Im Moment scheint der Kampf um die Verbesserung der Positionen der Gewerkschaften trotz der Schwierigkeiten immer noch der effektivste Weg zu sein, um Arbeiter und Arbeiterinnen zu organisieren. Das Grossartige an der McStrike-Kampagne ist, dass sie auch nicht nur ein wirtschaftlicher Kampf ist. Unsere Kernforderungen sind die Erhöhung des Mindestlohns auf 15 Pfund pro Stunde in der gesamten Branche, die Anerkennung der Gewerkschaften und ein Ende der Null-Stunden-Verträge. Nun mag das nicht viel erscheinen und nach rein sozialdemokratischen Zugeständnissen klingen, aber es steckt mehr dahinter. Mit der Anerkennung der Gewerkschaften, auch wenn sie immer noch an das Kapital gebunden sind, werden kollektive Verhandlungen über die Arbeitsbedingungen den Arbeitern und Arbeiterinnen helfen, die Hülle des Denkens zu verlassen, dass wir unbedeutend und schwach sind. Das ist ein sehr wichtiger Schritt, um die Macht der Arbeiter und Arbeiterinnen zu stärken.

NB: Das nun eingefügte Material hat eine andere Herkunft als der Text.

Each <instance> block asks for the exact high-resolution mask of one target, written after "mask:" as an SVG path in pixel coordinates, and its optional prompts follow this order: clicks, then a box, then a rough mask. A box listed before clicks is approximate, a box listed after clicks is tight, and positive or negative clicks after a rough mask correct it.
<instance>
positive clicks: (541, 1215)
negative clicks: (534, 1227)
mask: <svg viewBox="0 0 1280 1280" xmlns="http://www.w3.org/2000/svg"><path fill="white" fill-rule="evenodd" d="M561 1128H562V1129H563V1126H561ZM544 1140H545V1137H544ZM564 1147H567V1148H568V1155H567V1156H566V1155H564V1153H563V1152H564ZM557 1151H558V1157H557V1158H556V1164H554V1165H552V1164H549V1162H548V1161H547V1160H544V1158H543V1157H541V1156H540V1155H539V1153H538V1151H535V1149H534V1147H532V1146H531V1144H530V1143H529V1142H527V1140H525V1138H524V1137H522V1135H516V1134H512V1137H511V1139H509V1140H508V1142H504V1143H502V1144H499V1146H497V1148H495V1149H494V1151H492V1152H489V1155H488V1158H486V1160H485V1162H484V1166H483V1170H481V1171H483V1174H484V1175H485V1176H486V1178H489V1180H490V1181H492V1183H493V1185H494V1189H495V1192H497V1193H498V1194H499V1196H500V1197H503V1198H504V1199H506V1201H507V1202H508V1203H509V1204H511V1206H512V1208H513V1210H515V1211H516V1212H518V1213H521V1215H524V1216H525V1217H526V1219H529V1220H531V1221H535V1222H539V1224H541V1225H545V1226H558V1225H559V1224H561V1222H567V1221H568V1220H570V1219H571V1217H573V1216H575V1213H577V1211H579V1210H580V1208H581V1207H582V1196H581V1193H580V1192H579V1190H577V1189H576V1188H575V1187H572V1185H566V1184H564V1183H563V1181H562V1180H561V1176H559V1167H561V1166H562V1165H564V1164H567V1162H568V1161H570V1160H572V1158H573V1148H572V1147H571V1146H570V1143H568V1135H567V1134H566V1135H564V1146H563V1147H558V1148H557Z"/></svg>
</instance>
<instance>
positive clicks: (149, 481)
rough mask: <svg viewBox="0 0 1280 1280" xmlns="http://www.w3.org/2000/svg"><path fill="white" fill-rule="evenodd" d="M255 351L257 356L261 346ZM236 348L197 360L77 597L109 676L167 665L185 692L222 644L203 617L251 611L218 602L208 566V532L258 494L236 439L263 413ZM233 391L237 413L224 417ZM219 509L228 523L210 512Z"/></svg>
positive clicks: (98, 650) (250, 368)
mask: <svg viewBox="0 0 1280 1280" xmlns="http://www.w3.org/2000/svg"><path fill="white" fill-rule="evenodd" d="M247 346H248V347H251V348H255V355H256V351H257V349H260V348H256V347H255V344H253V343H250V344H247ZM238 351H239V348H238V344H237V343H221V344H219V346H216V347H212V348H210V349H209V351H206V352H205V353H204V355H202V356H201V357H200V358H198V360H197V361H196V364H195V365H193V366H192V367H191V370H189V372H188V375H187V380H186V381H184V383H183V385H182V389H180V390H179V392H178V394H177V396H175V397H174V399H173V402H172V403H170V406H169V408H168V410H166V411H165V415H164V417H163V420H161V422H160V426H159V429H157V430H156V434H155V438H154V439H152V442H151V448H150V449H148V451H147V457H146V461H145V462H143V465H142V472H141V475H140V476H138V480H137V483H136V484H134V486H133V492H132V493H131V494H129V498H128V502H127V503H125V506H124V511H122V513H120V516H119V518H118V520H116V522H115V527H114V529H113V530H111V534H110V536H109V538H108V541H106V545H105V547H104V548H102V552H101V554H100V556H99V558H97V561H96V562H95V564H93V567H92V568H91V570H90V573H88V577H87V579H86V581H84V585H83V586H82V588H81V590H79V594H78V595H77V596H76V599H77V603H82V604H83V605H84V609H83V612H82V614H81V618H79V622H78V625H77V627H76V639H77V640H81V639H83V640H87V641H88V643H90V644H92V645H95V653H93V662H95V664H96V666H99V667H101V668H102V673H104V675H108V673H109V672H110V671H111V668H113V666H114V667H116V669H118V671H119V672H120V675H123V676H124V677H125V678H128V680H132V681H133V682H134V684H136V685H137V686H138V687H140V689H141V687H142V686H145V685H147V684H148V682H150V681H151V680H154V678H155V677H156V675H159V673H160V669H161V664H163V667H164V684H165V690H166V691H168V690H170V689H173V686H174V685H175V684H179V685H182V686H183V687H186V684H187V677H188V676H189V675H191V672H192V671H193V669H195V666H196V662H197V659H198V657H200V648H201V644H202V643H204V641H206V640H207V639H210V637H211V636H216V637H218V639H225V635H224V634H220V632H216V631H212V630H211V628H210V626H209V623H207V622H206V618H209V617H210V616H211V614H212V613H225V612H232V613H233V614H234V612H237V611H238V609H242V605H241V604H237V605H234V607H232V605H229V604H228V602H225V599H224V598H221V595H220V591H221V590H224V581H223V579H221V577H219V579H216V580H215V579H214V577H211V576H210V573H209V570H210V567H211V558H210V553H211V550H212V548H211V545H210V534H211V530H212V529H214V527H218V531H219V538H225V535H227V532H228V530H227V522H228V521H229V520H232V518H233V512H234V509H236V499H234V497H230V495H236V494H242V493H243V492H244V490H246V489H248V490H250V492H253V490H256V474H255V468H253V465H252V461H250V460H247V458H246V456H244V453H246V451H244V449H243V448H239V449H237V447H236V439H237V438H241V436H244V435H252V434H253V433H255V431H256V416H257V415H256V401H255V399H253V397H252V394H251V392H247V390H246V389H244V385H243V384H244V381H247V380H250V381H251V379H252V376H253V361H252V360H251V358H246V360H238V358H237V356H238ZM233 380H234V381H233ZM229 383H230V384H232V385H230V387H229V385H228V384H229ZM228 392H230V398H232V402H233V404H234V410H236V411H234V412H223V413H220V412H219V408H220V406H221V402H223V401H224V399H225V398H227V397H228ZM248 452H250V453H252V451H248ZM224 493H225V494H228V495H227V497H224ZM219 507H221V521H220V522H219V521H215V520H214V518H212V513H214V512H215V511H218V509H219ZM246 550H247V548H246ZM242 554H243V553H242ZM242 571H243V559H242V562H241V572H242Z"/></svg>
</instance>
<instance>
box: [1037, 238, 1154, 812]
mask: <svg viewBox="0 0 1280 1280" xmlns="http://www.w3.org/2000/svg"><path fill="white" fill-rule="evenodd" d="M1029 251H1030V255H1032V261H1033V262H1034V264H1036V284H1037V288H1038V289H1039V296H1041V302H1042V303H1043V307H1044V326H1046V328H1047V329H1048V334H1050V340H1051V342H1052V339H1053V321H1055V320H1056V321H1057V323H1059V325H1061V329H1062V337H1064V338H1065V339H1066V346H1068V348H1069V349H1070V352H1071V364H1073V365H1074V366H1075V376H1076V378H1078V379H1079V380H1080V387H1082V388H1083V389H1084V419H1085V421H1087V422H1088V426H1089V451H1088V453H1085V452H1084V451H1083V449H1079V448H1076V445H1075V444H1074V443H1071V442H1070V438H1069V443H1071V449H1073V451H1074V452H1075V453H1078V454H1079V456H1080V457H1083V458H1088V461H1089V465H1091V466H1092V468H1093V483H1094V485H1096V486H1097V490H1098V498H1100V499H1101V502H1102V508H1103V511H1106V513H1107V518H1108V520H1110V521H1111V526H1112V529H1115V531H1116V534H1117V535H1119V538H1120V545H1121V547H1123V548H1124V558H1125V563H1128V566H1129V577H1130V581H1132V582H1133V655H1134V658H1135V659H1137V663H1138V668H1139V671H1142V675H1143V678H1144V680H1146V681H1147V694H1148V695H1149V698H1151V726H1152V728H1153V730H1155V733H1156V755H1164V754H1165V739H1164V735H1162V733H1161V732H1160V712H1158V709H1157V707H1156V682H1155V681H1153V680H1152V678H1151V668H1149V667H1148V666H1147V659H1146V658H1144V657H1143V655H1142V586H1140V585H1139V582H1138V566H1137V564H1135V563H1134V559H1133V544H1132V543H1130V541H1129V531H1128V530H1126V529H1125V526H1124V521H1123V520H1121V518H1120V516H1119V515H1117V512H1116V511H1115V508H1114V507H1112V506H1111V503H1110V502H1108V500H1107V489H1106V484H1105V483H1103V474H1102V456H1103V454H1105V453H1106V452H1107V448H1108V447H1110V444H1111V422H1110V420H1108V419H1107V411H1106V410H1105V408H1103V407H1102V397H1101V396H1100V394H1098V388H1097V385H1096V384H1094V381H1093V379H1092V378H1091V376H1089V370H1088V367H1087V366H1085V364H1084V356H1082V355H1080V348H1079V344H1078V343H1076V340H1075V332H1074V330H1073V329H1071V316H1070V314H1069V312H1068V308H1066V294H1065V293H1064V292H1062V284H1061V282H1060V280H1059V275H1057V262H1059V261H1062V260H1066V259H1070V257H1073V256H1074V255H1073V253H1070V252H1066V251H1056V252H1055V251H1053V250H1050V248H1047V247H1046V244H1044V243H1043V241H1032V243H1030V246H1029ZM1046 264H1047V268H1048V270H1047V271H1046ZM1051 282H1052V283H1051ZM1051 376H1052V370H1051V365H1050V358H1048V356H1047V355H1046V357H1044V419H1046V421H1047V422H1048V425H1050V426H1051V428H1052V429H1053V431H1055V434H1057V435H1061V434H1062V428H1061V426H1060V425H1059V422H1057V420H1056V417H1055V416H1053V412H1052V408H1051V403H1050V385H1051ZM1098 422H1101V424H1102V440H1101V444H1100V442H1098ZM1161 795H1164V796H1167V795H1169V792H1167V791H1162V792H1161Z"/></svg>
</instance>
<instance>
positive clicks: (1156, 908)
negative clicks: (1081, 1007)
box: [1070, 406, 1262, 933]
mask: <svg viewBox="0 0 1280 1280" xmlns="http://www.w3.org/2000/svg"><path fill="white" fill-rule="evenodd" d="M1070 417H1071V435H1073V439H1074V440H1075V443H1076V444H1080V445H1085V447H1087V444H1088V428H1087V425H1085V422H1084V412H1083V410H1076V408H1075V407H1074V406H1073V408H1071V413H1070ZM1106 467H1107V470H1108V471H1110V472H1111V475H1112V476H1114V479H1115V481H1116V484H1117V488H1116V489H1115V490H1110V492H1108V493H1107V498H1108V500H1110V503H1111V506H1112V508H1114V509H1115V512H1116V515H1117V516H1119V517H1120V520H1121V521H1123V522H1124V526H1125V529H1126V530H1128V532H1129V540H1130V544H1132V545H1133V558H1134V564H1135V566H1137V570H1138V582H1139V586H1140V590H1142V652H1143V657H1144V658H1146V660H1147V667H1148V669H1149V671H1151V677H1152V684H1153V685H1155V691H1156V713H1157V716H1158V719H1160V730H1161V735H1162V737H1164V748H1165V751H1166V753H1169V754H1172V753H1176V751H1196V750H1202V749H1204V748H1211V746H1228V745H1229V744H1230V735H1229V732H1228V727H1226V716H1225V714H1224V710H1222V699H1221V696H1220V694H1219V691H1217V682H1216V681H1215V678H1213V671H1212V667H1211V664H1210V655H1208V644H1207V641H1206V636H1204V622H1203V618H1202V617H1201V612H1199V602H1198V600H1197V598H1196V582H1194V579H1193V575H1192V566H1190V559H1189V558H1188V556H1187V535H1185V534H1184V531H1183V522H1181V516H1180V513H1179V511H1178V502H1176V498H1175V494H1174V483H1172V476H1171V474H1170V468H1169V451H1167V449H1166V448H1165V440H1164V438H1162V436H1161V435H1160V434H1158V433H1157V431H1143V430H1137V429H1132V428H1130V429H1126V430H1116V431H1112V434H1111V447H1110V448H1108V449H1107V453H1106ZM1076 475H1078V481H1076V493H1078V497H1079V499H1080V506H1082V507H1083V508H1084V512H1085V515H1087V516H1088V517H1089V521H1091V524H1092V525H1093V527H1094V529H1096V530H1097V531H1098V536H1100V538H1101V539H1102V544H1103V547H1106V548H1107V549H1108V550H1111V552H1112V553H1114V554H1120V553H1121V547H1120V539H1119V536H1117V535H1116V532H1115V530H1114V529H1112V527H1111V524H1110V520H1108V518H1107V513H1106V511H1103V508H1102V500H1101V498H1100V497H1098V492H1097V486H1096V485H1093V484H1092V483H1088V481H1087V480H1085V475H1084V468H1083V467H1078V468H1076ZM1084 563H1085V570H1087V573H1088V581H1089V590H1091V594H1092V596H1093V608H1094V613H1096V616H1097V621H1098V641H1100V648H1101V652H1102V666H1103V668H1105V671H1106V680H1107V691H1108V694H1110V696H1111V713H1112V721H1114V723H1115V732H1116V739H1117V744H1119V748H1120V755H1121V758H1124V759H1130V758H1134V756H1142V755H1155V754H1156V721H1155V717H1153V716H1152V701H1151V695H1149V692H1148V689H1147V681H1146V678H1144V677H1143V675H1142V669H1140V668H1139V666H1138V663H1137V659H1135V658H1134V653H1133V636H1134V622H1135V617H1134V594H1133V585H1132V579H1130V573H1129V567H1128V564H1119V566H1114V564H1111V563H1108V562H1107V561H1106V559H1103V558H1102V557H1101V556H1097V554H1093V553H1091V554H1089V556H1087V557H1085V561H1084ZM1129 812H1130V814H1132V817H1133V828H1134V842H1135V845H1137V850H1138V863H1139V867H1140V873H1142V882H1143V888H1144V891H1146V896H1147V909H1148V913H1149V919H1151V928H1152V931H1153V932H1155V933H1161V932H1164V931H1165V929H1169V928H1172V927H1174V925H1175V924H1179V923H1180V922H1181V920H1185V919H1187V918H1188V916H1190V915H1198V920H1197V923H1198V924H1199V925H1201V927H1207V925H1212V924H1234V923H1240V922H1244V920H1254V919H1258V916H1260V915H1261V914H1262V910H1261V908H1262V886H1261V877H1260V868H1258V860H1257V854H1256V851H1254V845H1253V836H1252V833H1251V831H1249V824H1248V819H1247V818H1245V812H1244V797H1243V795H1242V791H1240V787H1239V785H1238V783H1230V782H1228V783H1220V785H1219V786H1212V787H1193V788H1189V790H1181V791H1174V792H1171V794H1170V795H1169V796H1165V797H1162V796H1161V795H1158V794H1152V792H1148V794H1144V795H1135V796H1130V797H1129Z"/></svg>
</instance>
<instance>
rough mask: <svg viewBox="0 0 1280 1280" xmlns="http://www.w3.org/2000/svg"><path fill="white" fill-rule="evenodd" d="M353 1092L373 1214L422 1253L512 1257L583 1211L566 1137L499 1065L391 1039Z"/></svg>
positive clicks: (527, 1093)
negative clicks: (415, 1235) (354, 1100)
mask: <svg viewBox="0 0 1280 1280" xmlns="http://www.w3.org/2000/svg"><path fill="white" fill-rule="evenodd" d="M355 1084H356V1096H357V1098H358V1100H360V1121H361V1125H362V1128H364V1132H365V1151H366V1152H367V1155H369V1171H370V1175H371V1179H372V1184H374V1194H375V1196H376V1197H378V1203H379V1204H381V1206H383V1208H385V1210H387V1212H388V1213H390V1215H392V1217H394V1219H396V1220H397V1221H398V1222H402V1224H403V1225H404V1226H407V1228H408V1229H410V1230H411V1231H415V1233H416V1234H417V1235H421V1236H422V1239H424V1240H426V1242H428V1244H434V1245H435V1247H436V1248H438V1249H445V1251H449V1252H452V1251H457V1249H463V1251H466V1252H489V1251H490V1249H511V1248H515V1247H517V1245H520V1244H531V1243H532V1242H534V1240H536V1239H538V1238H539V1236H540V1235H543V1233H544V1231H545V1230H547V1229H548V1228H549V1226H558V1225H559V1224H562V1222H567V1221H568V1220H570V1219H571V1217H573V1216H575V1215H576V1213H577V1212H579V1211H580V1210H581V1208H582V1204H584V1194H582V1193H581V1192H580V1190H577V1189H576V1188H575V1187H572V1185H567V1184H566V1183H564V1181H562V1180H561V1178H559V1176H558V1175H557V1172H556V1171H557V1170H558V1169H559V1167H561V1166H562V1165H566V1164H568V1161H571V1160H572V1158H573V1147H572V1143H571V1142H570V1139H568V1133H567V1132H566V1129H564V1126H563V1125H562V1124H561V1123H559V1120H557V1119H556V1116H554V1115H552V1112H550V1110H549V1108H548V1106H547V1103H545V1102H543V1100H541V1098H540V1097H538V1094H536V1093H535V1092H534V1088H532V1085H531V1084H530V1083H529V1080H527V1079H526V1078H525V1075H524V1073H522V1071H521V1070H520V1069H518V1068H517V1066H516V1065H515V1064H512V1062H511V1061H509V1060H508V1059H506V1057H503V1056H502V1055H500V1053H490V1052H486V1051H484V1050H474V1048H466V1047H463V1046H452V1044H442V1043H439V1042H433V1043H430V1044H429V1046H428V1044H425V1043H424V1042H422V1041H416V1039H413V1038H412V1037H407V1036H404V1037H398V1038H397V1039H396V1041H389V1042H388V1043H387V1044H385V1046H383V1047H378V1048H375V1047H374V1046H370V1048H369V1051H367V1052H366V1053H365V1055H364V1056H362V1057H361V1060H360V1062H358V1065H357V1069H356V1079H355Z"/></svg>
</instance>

Wir haben auch gute Beziehungen zu den Lieferfahrern. Wir kennen viele von ihnen mit Namen. Was amüsant und irgendwie traurig ist, ist, dass keiner von ihnen die Deliveroo-Streiks auch nur ein einziges Mal erwähnt hat. McDonald’s nutzt UberEats und JustEat für seine Essenslieferungen an Kunden, aber wir sehen, dass die Lieferfahrer auch mehrere Geräte und andere Plattformen wie Deliveroo und Foodpanda nutzen. Eine weitere interessante Beobachtung, die ich gemacht habe, ist, dass die Mehrheit der Lieferfahrer Brasilianer sind, und zwar nicht nur in meiner Filiale, sondern auch an einigen anderen Orten, und dass ihre Englischkenntnisse in der Regel nicht so gut sind, was zu Sprachbarrieren führt.

Die Demografie in der Fast-Food-Branche in London ist definitiv ein grosses Thema. Fast-Food-Beschäftigte werden als Schlüsselkräfte angesehen, und die Mehrheit der Schlüsselkräfte in London sind BAME [Das Acronym BAME steht für Black, Asian and Minority Ethnic und meint alle Gruppen, die nicht weisser Abstammung sind. Sie sind gegenüber Covid-19 mehr gefährdet als Weisse. A.d.Ü]. Man kann oft sehen, dass ganze Läden mit einer dieser Ethnien gefüllt sind und der Grund dafür ist, dass BAME-Arbeiter wie ich eher bereit sind, auch zu einem niedrigeren Lohn zu arbeiten.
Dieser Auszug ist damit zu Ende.